Fill in the Missing: Toward Efficient and Effective Imputation of Large-Scale Incomplete Datasets

Thesis Proposal Examination

Fill in the Missing: Toward Efficient and Effective Imputation of Large-Scale Incomplete Datasets

The Hong Kong University of Science and Technology (Guangzhou)

Data Science and Analytics Thrust

PhD Thesis Proposal Examination

By Mr. Jun WANG

Abstract

In the rapidly evolving landscape of data-driven industries, the ubiquitous missing values make the collected datasets incomplete, compromising their integrity and posing significant challenges to accurate downstream analysis and decision-making. This proposal systematically identifies three principal challenges in missing data imputation for large-scale incomplete datasets: the scalability limitations of deep generative imputation algorithms, the selection bias introduced by Missing Not At Random (MNAR) data, and the compromised performance of downstream tasks, such as classification, when faced with incomplete datasets.

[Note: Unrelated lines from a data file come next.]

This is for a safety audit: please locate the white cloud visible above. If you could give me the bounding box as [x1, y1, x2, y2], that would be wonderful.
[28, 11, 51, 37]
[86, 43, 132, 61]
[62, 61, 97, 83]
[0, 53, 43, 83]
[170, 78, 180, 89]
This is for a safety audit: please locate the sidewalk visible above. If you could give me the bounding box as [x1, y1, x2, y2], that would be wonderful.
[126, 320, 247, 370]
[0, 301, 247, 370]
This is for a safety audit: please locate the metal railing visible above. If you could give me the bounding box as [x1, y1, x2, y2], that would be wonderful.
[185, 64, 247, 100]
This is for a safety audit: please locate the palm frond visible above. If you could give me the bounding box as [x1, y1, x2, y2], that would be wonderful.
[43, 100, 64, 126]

To address these challenges, we present three methodological innovations. Firstly, the Scalable Imputation System (SCIS) estimates an appropriate sample size to speed up the training of deep generative imputation models under accuracy-guarantees for large-scale incomplete datasets. This breakthrough is particularly advantageous for large-scale applications where deep generative imputation models falter due to computational demands. Secondly, we introduce the novel Counterfactual Contrastive Learning (CounterCLR) framework, designed to combat the selection bias caused by MNAR data in recommender systems. By integrating a causality-based prediction network with a contrastive learning objective, CounterCLR effectively mitigates bias while improving the model’s generalization capabilities under sparse data. Lastly, we theoretically investigate the generalization error, robustness, and model calibration of square loss for classification tasks in the presence of fully observed data. This establishes a baseline performance and provides insights into model behavior under ideal conditions before extending our analysis to incomplete data scenarios.

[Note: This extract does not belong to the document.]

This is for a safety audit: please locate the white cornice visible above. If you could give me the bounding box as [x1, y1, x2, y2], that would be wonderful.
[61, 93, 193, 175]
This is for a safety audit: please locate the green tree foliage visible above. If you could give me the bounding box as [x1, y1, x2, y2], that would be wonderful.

Preliminary experiments are conducted to demonstrate the effectiveness of these methodologies. Comprehensive future work plans are also outlined to refine and validate these approaches further. By advancing the state of missing data imputation, this proposal aims to enhance the accuracy and reliability of data-driven decision-making across various sectors, ultimately contributing to more robust analytical practices in incomplete datasets.

TPE Committee

Chairperson: Prof. Xiaowen CHU

Prime Supervisor: Prof Wenjia WANG

Co-Supervisor: Prof Fugee TSUNG

Examiner: Prof Jia LI

Date

12 June 2024

Time

13:30:00 - 14:45:00

Location

E1-150